In an Oct. 4 op-ed featured in The New York Times, Khanna listed 10 principles for his proposed Internet Bill of Rights. The list included providing citizens with access to all the personal data companies have collected about them; opt-in consent for the collection and sharing of their personal data; and allowing, when “context [is] appropriate and with a fair process,” individuals to obtain, correct or delete personal data held by a company.

Khanna's list also includes a standard for personal data being secured and notification in a “timely manner” when a security breach occurs, as well as prohibiting paid prioritization from internet service providers and providing internet service without the collection of data.

Khanna is running for re-election against a Republican challenger to continue representing California's 17th Congressional District, which is also the home of Silicon Valley.

Marc Rotenberg, executive director and president of the Electronic Privacy Information Center in Washington, D.C., called Khanna's principles for an Internet Bill of Rights “a very useful framework.”

“It sets out constructive proposals. It could be the basis for effective legislation,” he explained.

Lawyers contacted by Legaltech News agreed the proposed legislation signaled a general need for clear national legislation regarding data protection. “Some of these things [the Internet Bill of Rights principles] are totally uncontroversial and everyone would agree on,” said TechFreedom president Berin Szoka.

But Szoka did point out that Khanna's principles are just principles and not legislation that would provide specifics. Szoka also added that some of Khanna's principles did pose problematic possibilities.

Szoka cited the principle of not being exploited or discriminated based on personal data. It's illegal to discriminate based on race for credit and mortgage rates, he explained, but marketing based on a person's internet footprint is unclear.

Szoka also questioned if the principle of a data collection entity having “reasonable business practices and accountability to protect your privacy” would be nebulous and make the Federal Trade Commission akin to the Consumer Financial Protection Bureau.
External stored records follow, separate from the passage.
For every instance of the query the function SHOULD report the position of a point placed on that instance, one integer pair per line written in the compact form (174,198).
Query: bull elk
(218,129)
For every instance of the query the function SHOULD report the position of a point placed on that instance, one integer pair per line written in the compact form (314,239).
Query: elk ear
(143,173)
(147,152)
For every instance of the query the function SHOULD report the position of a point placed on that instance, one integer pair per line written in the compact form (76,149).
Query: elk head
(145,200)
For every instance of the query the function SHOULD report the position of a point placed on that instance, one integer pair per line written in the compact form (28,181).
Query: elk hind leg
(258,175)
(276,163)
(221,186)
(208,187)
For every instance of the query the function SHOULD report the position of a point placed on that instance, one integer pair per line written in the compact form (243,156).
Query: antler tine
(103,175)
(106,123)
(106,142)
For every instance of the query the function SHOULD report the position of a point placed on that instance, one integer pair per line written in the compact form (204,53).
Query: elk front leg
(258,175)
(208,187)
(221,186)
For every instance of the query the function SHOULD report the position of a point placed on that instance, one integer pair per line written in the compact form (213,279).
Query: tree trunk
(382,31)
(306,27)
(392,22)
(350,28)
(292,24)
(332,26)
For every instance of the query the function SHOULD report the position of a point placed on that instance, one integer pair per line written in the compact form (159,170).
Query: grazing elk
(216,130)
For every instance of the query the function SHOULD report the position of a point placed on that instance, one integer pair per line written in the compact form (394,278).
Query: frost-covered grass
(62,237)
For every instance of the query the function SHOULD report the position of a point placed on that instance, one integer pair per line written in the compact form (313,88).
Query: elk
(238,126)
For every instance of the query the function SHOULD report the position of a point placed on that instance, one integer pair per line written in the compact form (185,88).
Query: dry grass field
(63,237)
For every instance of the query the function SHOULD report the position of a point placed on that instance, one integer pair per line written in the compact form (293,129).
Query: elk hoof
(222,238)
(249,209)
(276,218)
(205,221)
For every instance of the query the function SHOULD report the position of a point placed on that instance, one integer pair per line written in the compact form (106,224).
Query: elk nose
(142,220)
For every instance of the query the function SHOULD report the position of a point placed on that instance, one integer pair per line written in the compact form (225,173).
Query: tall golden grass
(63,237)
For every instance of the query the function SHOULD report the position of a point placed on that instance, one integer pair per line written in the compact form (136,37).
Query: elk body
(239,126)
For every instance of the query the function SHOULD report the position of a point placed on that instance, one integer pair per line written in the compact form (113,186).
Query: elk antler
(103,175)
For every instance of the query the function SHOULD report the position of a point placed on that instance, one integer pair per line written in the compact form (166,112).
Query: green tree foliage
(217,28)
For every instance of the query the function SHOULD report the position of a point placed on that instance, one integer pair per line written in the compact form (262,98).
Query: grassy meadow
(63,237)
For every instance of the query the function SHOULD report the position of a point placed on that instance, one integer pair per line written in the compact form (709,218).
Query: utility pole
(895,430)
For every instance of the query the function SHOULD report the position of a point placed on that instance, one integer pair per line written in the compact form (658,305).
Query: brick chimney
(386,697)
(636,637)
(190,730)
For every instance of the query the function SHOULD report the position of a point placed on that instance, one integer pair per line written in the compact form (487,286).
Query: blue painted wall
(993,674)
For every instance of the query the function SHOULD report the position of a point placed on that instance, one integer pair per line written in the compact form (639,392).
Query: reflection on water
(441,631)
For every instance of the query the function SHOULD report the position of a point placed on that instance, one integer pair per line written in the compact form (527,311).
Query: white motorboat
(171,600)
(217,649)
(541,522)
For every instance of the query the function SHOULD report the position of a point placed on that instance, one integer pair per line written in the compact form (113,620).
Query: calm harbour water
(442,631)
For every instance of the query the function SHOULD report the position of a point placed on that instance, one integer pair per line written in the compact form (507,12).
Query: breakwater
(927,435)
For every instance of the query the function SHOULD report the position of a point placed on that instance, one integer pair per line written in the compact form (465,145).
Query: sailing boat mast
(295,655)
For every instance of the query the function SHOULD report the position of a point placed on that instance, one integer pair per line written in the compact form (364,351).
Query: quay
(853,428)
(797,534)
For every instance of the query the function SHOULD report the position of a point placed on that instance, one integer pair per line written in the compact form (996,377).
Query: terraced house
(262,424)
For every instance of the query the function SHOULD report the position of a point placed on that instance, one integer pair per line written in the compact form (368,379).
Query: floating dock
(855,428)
“The implications for the commission could be a very broad authority,” he said. “[It] could be problematic and the commission could have a blank slate, and it would be hard to comply. You may say, 'I don't feel sorry for Google and Facebook,' but the smaller companies trying to become Google [or] Facebook won't be able to navigate,” which would ultimately risk less competition from startups.

The opt-in consent for the collection of data principle listed by Khanna favors a Google, Twitter, Facebook or Amazon, said Szoka.

Even if a Facebook or Google has an internet user's permission to collect his or her data, the moving data principle listed by Khanna may not contain important data that warrants specifically marking someone's information as belonging to them.

”Any access or portability right requires a company to verify the user. When a company isn't collecting sensitive information, is it accomplishing anything when they require you to make an account specifically verifying it's you,” Szoka said.

Szoka cited the Obama administration's 2012 Consumer Privacy Bill of Rights as a predecessor to Khanna's proposed Internet Bill of Rights. That report was based on a study released by the Department of Commerce Internet Policy Task Force and included a “Consumer Privacy Bill of Rights.” The Consumer Privacy Bill of Rights included the principles of consumers controlling what personal data companies collect and other rights. That legislation went nowhere.

Still, although the Obama administration's data privacy reform failed to come to fruition, national data protection regulation can be done, Szoka said. “The hard part is translating it into the real world and not being counterproductive.”